E. coli strains, plasmids and the primed adaptation experiment
The E. coli KD263 strain is a derivative of BW40119 strain described earlier (28). It contains the cas3 gene under the control of the lac_UV5 promoter and the _casABCDE12 operon under the _ara_Bp8 promoter control. The KD263 strains harbors a single genetically modified CRISPR cassette with two repeats and a single g8 spacer described earlier (14). KD263 was transformed with a pG8_C1T plasmid, a derivative of the pT7blue cloning vector harboring a 209-bp fragment of the M13 bacteriophage DNA containing the g8 protospacer (28). The protospacer sequence harbors a C to T change at the position of +1 that renders CRISPR interference by the g8 spacer containing crRNA ineffective (14). KD263 cells transformed with pG8_C1T were grown overnight at 37°C in Luria-Bertani (LB) broth supplemented with 100 μg/ml ampicillin. Aliquots of the culture were diluted 200-fold into six individual tubes with fresh LB broth without ampicillin and supplemented with IPTG (isopropyl β-D-1 thiogalactopyranoside) and arabinose to the final concentration 1 mM each. The cultures were grown at 37°C overnight. The six individual cultures were mixed and genomic DNA was isolated from the pooled cultures. The cells were lyzed by 2-min incubation with 1 mg/ml lysozyme and DNA was purified by phenol, phenol/chloroform, chloroform extractions followed by ethanol precipitation. CRISPR expansion was monitored by polymerase chain reaction (PCR) in 20 μl reactions containing 20–50 ng genomic DNA with primers matched the CRISPR leader sequence and g8 spacer: Ec_LDR-F (5′-AAGGTTGGTGGGTTGTTTTTATGG-3′) and M13g8 (5′-GGATCGTCACCCTCAGCAGCG-3′) using Phusion High-Fidelity DNA Polymerase (New England Biolabs). Six independent amplification reactions were pooled, PCR products corresponding to expanded CRISPR cassette were gel purified using QIAquick Gel Extraction Kit (QIAGEN) and sequenced with MySeq Illumina System at Moscow State University Genomics facility as described (31).
Raw sequencing data were analyzed using ShortRead and BioStrings (34) packages. Illumina-sequencing reads were filtered for quality scores of ≥20 and reads containing two repeats (with up to two mismatches) were selected. Reads that contained 33-bp sequences between two CRISPR repeats were next selected. The 33-bp segments were considered spacers. Spacers were next mapped on the pG8_C1T plasmid with no mismatches allowed. R scripts and their package ggplot2 (35) were used for spacers statistics and graphical representation. Logo construction was done with http://weblogo.berkeley.edu (36).

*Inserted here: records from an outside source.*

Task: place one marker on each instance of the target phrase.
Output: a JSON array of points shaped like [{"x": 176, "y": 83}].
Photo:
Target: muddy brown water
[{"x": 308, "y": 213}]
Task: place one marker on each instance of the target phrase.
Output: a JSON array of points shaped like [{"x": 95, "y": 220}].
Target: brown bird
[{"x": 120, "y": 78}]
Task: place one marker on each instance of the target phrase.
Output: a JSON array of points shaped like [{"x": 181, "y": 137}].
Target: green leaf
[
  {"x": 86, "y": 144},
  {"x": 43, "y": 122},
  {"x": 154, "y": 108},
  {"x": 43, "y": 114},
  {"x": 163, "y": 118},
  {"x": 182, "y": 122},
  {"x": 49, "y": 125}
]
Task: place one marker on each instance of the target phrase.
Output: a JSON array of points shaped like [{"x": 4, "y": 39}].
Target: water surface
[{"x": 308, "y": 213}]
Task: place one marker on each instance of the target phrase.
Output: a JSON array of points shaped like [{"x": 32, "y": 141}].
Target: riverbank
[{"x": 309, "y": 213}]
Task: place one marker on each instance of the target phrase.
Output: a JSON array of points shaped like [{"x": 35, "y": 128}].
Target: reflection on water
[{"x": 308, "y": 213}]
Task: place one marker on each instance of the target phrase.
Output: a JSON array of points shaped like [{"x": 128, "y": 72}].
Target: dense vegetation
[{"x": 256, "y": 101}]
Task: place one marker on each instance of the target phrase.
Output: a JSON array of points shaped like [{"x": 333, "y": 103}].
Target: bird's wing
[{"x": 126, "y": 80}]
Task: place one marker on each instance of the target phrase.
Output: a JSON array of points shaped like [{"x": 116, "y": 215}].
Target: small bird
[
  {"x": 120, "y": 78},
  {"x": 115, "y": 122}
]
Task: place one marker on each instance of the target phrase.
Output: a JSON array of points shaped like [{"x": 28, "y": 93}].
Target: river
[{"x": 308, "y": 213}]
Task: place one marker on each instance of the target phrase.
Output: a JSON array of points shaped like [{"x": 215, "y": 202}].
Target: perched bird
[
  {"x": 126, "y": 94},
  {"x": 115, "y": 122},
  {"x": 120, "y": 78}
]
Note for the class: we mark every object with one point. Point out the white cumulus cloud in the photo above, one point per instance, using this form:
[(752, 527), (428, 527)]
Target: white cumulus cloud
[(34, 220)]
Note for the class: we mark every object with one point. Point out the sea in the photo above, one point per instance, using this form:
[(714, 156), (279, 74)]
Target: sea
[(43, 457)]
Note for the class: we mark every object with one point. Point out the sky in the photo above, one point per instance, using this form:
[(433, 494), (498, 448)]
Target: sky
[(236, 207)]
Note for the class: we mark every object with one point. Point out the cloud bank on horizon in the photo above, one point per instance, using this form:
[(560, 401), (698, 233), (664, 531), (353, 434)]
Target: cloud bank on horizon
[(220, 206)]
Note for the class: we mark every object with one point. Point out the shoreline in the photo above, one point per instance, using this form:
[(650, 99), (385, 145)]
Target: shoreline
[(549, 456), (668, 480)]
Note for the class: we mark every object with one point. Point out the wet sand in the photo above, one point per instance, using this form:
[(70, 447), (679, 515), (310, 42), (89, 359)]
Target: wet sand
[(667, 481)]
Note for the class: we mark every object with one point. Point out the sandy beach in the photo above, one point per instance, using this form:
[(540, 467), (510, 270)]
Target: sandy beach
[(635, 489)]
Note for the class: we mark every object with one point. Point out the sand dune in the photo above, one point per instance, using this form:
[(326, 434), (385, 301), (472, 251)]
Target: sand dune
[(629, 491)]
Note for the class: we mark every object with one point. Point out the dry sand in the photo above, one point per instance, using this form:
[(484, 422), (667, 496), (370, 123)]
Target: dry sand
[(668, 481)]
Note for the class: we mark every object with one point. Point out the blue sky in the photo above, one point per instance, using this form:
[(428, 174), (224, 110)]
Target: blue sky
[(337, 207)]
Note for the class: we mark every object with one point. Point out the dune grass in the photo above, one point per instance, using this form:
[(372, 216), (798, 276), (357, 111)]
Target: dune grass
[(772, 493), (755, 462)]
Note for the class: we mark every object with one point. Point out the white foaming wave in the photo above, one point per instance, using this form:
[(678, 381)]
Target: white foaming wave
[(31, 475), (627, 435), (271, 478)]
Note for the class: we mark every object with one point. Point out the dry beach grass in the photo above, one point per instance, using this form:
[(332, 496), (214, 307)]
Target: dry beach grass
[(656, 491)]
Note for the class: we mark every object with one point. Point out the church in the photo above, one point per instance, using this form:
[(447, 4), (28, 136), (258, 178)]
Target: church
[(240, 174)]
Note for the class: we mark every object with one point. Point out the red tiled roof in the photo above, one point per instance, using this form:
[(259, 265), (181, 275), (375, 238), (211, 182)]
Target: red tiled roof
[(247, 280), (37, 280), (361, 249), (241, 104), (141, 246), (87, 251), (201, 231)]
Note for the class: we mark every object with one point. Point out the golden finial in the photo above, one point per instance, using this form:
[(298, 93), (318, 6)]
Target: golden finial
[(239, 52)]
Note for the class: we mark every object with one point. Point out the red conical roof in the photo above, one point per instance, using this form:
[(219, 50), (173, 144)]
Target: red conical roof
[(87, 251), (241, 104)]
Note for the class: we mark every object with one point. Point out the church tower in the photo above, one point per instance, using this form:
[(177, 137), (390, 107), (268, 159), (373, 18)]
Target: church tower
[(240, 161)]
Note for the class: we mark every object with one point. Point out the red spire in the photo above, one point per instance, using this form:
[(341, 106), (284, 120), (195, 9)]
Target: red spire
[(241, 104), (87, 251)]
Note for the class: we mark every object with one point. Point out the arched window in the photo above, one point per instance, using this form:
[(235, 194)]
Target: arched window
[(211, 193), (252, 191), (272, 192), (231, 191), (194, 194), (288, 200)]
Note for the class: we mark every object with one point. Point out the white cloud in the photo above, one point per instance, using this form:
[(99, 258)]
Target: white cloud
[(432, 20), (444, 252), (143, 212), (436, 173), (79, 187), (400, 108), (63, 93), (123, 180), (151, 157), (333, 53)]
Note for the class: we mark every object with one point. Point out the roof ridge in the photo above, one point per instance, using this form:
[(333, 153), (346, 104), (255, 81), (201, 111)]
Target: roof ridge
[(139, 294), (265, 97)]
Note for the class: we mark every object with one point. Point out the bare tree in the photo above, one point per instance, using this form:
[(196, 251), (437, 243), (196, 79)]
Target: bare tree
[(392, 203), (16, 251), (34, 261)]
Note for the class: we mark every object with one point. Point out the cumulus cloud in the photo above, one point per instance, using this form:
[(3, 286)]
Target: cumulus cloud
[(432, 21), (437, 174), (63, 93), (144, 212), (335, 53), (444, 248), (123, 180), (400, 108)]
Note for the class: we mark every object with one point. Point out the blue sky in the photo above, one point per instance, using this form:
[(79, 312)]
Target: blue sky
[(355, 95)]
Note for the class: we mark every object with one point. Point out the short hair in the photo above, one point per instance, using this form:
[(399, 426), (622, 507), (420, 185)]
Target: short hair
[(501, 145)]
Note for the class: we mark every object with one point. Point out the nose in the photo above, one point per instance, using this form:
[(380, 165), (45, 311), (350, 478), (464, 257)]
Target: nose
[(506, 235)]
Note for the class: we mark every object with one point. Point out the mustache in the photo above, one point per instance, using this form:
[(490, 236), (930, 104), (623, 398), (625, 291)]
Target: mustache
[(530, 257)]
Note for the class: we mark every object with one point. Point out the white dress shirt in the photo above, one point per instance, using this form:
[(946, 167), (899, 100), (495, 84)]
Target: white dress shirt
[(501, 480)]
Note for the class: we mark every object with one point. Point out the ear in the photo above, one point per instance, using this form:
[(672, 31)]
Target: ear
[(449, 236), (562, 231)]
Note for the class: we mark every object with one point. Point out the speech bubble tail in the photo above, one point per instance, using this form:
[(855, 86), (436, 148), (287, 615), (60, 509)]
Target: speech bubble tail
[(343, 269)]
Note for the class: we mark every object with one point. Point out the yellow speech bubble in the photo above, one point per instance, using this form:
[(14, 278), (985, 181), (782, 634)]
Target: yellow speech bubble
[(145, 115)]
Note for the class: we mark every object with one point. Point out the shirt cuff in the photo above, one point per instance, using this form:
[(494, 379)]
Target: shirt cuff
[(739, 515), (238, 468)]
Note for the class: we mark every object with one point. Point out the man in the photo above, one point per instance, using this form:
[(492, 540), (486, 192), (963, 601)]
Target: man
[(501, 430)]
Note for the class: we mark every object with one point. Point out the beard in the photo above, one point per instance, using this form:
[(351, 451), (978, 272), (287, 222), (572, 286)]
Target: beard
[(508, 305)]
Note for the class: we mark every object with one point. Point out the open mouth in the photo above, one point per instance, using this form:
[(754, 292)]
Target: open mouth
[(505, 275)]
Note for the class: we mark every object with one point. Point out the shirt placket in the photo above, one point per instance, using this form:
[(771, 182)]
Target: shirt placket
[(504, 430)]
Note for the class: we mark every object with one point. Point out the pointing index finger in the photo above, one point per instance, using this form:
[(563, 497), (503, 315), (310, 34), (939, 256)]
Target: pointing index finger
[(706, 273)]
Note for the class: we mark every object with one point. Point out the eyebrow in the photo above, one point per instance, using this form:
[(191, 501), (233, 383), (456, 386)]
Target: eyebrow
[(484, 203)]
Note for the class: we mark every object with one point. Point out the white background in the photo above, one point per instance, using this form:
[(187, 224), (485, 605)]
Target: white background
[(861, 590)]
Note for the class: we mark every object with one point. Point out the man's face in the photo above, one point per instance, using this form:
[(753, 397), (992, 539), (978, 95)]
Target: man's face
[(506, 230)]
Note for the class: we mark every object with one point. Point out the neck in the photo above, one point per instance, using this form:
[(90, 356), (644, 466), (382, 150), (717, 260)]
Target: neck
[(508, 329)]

During the process of prokaryotic CRISPR adaptation, a copy of a segment of foreign deoxyribonucleic acid referred to as protospacer is added to the CRISPR cassette and becomes a spacer. When a protospacer contains a neighboring target interference motif, the specific small CRISPR ribonucleic acid (crRNA) transcribed from expanded CRISPR cassette can protect a prokaryotic cell from virus infection or plasmid transformation and conjugation. We show that inEscherichia coli, a vast majority of plasmid protospacers generate spacers integrated in CRISPR cassette in two opposing orientations, leading to frequent appearance of complementary spacer pairs in a population of cells that underwent CRISPR adaptation. When a protospacer contains a spacer acquisition motif AAG, spacer orientation that generates functional protective crRNA is strongly preferred. All other protospacers give rise to spacers oriented in both ways at comparable frequencies. This phenomenon increases the repertoire of available spacers and should make it more likely that a protective crRNA is formed as a result of CRISPR adaptation.